In the picture above, my friend and I are standing just beside one, along the road, during a geological field trip. Let me know if you find one.

So why is anticline very important?

It is because oil floats above water, always rising higher until it escapes.  There is oil and water in pore spaces almost everywhere under the ground in petroleum zones.  Problem is that while the water remains and is kept in place by gravity, the oil floats and escapes. All we need is to find places where the oil overlying the water is not able to escape. Anticlines do the job, it closes the oil and gas on the sides and have them trapped on the central conical top of its structure.

For an anticline to be very useful, it has to be deeply buried under the ground.
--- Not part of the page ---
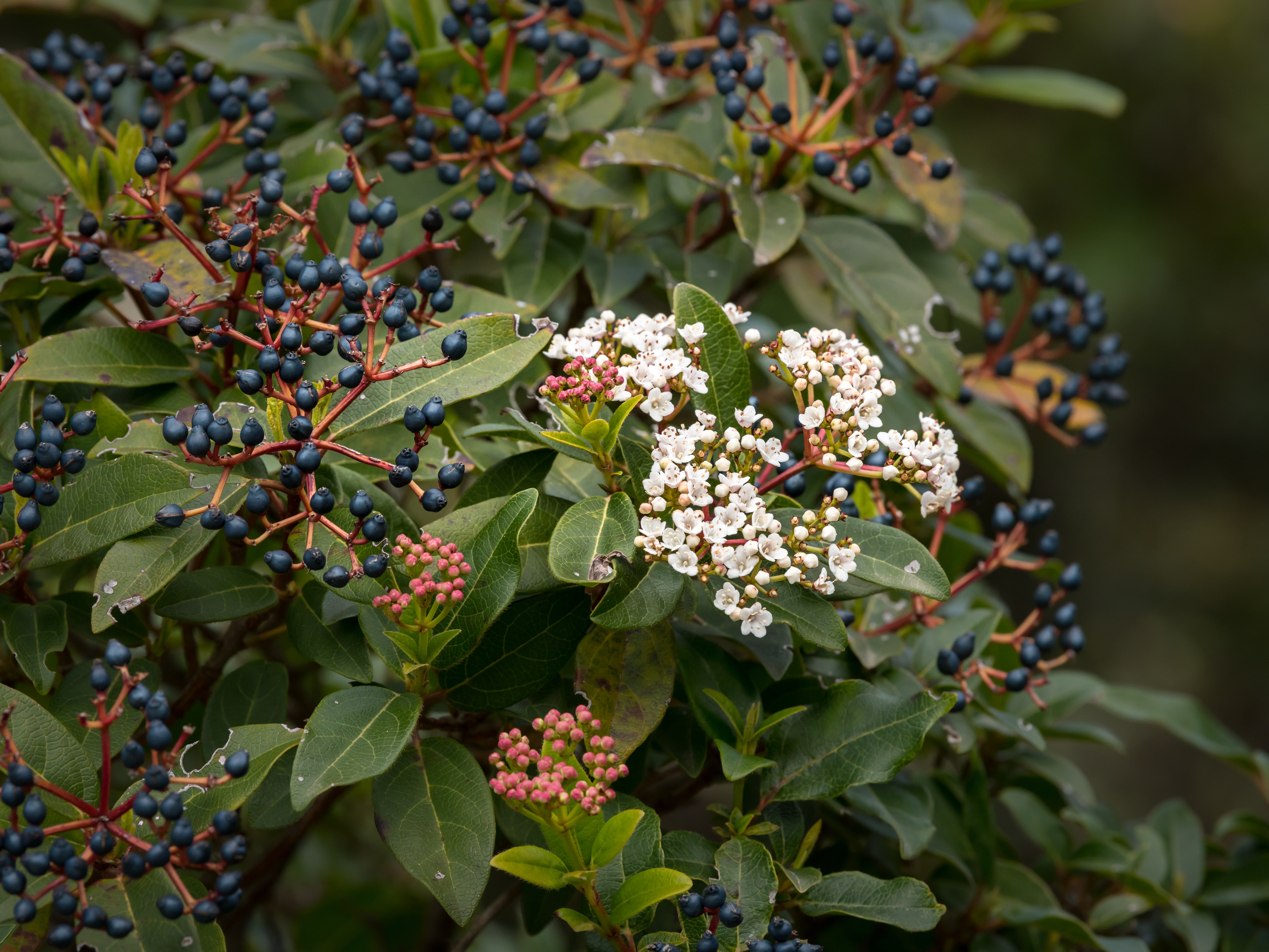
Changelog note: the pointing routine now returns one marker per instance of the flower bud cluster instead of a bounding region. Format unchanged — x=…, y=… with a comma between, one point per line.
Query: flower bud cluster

Sorry, that anticline you found on the surface along the road cannot retain the oil in it because they are cut or too close to surface where the oil is able to leak out, is able to escape.  Seismic images are used to see anticlines under the ground.  Also during geologic field trip, you can use a compass, clinometers and other tools, to detect and measure places where only a bit of the sides of the anticline, known as flank, which usually looks like bent rocks, are exposed on the surface.  They suggest, and help you to predict, that the major part of the anticline is buried deep under the ground.

That is our work as geoscientist.  Are you interested?